At first, she was firm in telling the men that she wasn’t coming back. “If you lay a hand on me or my child, I’m filing charges!” she cried. They assured her they just wanted to talk. They told her that they hated to see her be declared a Suppressive Person. She would be cut off from any other Scientologist—nearly everyone she knew. There was a proper way to “route out,” they reminded her. Eventually, Taylor agreed to return to the office to file the paperwork that would allow her to leave the Sea Org on good terms and still be a Scientologist.
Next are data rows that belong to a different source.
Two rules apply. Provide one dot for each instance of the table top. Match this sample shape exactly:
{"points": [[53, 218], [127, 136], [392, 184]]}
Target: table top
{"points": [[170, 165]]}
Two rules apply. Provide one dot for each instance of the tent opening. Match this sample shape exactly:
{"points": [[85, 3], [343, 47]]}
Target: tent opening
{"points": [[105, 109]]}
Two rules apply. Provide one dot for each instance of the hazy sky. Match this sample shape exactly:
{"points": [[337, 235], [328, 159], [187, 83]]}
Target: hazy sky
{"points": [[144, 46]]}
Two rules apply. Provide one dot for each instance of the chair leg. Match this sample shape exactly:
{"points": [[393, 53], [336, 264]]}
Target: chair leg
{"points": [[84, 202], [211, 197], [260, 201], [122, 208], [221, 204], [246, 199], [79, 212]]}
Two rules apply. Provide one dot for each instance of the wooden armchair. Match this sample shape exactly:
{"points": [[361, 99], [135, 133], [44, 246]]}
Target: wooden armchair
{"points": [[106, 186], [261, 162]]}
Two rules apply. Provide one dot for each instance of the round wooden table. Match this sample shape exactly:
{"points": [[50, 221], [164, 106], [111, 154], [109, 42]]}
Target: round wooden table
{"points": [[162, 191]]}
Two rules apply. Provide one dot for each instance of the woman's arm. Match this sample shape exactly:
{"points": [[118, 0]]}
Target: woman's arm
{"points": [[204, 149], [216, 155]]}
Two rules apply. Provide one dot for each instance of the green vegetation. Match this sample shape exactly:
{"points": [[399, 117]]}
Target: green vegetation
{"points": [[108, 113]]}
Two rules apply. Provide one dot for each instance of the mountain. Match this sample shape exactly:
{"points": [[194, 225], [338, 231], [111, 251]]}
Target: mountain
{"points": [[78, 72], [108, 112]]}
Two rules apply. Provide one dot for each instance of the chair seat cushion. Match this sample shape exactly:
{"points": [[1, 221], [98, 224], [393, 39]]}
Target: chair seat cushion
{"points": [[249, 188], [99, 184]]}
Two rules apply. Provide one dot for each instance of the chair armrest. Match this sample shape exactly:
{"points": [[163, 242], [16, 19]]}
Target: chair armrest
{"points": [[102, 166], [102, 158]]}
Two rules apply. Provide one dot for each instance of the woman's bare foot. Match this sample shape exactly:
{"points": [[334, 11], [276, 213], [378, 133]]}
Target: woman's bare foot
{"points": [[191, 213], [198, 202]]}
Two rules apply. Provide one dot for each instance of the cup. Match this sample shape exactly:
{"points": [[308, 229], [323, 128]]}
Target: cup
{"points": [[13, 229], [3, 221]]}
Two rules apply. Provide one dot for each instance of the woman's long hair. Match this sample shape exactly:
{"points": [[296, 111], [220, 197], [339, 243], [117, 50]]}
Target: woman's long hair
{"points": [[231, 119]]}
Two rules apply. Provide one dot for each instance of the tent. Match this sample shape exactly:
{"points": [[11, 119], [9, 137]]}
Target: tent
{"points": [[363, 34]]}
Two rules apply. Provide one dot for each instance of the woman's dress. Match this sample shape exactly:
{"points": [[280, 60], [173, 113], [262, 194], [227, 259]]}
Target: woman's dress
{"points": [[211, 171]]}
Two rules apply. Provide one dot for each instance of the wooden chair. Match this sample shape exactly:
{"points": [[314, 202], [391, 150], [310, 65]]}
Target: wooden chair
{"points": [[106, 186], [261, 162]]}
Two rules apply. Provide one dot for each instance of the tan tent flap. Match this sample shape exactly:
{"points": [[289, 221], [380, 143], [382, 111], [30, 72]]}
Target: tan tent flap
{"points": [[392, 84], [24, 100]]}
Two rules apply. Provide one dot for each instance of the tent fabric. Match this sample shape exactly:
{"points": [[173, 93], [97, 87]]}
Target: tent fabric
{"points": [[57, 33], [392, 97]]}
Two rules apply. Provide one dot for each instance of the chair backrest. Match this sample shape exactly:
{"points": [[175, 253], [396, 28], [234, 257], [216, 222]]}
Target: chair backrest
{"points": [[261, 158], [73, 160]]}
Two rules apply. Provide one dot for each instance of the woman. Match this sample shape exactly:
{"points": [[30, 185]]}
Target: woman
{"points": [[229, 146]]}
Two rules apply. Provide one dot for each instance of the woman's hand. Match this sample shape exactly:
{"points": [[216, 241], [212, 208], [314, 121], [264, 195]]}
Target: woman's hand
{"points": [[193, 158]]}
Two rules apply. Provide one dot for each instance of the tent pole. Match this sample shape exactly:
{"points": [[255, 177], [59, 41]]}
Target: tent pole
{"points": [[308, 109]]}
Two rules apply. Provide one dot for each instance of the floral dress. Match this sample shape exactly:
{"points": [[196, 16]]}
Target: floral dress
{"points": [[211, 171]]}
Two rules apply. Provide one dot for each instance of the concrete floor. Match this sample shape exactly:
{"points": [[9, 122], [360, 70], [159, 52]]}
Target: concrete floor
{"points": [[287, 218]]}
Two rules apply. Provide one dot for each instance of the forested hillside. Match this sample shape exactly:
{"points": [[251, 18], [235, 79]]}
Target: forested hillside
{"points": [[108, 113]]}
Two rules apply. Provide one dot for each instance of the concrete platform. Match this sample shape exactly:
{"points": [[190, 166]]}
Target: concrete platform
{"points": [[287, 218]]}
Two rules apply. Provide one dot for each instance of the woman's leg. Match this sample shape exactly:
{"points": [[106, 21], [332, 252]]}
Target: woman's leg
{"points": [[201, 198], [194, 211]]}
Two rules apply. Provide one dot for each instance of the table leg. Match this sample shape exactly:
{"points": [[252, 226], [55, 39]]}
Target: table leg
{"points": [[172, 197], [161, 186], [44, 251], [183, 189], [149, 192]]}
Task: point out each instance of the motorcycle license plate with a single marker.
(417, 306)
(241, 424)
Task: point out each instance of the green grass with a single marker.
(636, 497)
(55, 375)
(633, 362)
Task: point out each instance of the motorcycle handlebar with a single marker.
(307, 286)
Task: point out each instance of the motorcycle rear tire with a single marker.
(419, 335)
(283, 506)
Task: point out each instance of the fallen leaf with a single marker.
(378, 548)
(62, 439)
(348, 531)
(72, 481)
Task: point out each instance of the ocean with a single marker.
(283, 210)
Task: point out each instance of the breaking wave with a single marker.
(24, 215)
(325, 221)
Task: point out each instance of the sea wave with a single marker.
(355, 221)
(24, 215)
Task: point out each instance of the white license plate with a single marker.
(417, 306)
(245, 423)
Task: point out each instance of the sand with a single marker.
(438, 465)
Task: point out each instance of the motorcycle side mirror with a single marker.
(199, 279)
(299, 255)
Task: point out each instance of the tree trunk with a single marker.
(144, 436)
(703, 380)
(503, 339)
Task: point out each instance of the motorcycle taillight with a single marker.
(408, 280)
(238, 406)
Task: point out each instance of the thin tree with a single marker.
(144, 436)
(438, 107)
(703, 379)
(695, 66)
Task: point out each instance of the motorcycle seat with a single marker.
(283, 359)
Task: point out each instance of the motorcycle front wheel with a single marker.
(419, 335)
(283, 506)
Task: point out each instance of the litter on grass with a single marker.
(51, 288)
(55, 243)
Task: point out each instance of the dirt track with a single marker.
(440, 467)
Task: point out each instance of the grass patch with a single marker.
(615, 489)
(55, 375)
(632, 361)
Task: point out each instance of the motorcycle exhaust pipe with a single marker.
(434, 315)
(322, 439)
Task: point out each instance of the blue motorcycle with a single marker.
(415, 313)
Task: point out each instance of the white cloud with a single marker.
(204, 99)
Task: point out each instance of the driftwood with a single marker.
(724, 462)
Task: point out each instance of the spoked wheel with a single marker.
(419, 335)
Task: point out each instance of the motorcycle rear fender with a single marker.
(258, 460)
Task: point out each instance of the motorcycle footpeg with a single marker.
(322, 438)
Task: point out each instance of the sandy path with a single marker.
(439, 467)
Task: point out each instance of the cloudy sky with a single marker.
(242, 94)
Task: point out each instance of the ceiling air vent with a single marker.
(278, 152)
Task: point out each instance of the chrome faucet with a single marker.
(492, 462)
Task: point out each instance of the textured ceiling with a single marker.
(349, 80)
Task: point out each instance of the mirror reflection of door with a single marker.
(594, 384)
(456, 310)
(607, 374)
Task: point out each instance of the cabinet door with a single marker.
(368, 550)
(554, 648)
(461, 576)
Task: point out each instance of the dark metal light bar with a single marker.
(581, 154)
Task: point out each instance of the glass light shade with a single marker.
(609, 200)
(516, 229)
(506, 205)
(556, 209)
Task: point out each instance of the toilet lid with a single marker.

As part of the routing process, Taylor was given a confession to sign detailing all the “crimes” she had committed. She glanced at the document. Some of the actions cited were drawn from her preclear folders, things she had confessed to her auditors that were supposed to remain confidential. She knew how it worked; she says she had once been assigned to go through members’ folders and circle any “evil intentions” toward Scientology. Sexual indiscretions or illegal acts were always highlighted. These would be forwarded to the Guardian’s Office to be used against anyone who threatened to subvert the church. If the crimes weren’t sufficiently damning, Taylor came to learn, scandalous material would simply be manufactured. She signed her confession without really reading it. Later, she was given her bill.
The theory of the “freeloader’s tab” is that people who join the Sea Org don’t have to pay for the cost of auditing and the coursework to move up the Bridge. The truth is that there is never much time to take advantage of such instruction. Taylor had been in the Sea Org for seven years, however, and the bill for the services she might have taken amounted to more than $100,000.
Just before she left the office, the executive handling her case was called away for a moment. Taylor took her confession off his desk and stuffed it in her purse. When she finally left the building, she tore it to pieces.
WHEN HUBBARD FOUND OUT Yvonne Gillham was dying, he sent her a telex asking if she wanted to keep her body or move on to the next cycle. She decided it would be quicker just to let go, but she still wanted the auditing. Hubbard agreed to let her travel to Clearwater, to do an “end of cycle on her hats”—meaning that she would brief her successor at the Celebrity Centre before she died.